SPRING winds hold the promise of magnificent days in Algiers. When they blow, they carry away the haze and stench of urban pollution, leaving behind a sight to see on the mountainsides: the uniform whiteness of the medina and the younger colonial French quarters, speckled in the wealthier reaches with the greens of pine, cedar, and eucalyptus, all tumbling into the azure blue the Mediterranean was meant to be. Such days have been a frequent blessing to the Algerian capital lately, but one cannot help noticing that they have not been enough to put smiles on the faces of people who fill the streets.

Prices are sky-high, "overcrowded" is insufficient to describe average living conditions, jobs are scarce. People are frustrated by their perception that a country with the natural wealth of Algeria cannot manage to live as contentedly as such poorer neighbors as Tunisia and Morocco. June legislative elections offer hope, but also give rise to worries over a possible Islamic fundamentalist victory, or Army intervention in the event of post-election chaos.

All that is enough to keep the hop from people's step. But now there is a new element in the national pessimism: the new world order as proposed by President Bush. Mostly it has the country's intellectuals and top officials worried, although even chatty cabbies and circumspect students bring it up.

To Algerians, Mr. Bush's "new world order" is simply a euphemism for "new world dictatorship:" in some cases benevolent, in other cases not, but dangerous because inevitably working in the interest of the world's remaining superpower. In a country where the United States-led war against Iraq was vehemently opposed, the new world order is considered a threat to developing nations that do not wish to abide meekly by American interests.

"We have many questions about this new world order," says a senior official here. "We see that when there is no one in a position to contradict the only superpower, it leads to dangerous situations." In this case, "dangerous situation" means the Gulf war. "Unfortunately," the official continues, "this 'new order' got under way with the destruction of two Arab countries."

Algerian Foreign Minister Sid Ahmed Ghozali has made his country something of a spokesman for this point of view. He tells Arab and developing-nation leaders, the European press, and recently a group of European Parliament leaders gathered in Brussels, that the world's new "monopolarity" is in fact much more dangerous than the bipolarity of the cold-war period.
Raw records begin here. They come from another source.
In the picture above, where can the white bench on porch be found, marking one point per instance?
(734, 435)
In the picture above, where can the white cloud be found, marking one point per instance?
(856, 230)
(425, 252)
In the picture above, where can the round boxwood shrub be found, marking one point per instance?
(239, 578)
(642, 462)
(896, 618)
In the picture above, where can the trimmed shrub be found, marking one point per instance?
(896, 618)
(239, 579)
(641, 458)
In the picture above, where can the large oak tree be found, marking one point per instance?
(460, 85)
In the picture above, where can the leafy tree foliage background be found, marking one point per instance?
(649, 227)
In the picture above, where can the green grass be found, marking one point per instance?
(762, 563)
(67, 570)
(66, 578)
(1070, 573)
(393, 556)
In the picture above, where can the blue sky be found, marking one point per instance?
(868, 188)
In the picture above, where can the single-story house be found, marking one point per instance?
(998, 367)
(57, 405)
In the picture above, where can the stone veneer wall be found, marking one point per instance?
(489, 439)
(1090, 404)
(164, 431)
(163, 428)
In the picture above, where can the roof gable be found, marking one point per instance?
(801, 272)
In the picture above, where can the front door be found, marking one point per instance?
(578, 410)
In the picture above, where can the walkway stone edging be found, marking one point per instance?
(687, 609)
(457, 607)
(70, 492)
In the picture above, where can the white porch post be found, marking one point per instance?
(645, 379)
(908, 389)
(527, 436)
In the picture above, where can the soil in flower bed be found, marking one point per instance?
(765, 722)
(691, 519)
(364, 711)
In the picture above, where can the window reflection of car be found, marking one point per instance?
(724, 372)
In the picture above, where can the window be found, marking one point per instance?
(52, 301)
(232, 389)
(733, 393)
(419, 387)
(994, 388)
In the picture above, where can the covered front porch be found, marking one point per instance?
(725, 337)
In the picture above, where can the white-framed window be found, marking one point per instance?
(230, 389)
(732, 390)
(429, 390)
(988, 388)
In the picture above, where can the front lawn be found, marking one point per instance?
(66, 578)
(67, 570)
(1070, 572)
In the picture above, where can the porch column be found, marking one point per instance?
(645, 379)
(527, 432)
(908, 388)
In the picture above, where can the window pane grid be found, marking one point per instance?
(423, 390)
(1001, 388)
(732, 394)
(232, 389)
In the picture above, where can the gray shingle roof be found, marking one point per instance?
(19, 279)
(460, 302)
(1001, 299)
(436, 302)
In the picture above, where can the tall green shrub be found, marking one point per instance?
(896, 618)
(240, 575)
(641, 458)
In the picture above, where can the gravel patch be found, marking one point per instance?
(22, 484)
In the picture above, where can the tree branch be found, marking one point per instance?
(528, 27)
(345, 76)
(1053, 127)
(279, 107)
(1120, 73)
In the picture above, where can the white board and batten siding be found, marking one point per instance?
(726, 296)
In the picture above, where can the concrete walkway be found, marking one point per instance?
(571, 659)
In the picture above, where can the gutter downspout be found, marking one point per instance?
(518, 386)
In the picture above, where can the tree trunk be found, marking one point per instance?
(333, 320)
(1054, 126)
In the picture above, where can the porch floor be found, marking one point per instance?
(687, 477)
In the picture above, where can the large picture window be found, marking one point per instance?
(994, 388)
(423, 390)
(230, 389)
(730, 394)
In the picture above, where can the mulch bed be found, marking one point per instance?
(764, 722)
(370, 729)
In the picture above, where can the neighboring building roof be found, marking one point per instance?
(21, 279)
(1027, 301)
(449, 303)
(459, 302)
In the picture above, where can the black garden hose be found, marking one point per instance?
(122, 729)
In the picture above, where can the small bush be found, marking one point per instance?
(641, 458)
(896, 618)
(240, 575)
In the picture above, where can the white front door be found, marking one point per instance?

Yet Mr. Ghozali, whose country became a spokesman for the nonaligned movement in the 1970s, says Algeria's position is not nostalgia for the superpower standoff of the past.

"We don't regret or recommend a return to the past situation," says a senior official in the Foreign Ministry. "We do believe it is essential in international relations to have a counterweight."

That is why Ghozali has traveled to Europe, encouraging European Community leaders to hasten the development of a politically integrated Europe that can stand up to the US. It may also help explain why Algeria has snubbed French overtures since the Gulf war's end: Algerians deride France as a once-independent nation that obediently followed the US into battle.

"We think the US can play a positive role in this new order, if it is based on America's history of democracy and its values of human rights and the respect of law," the Foreign Ministry official says. "But we say an international order dominated by one power is dangerous, a threat to those who are weaker."

On the eve of Algeria's first pluralistic national elections since its 1962 independence, he adds, "It's like a country with no opposition. That is a situation we know something about."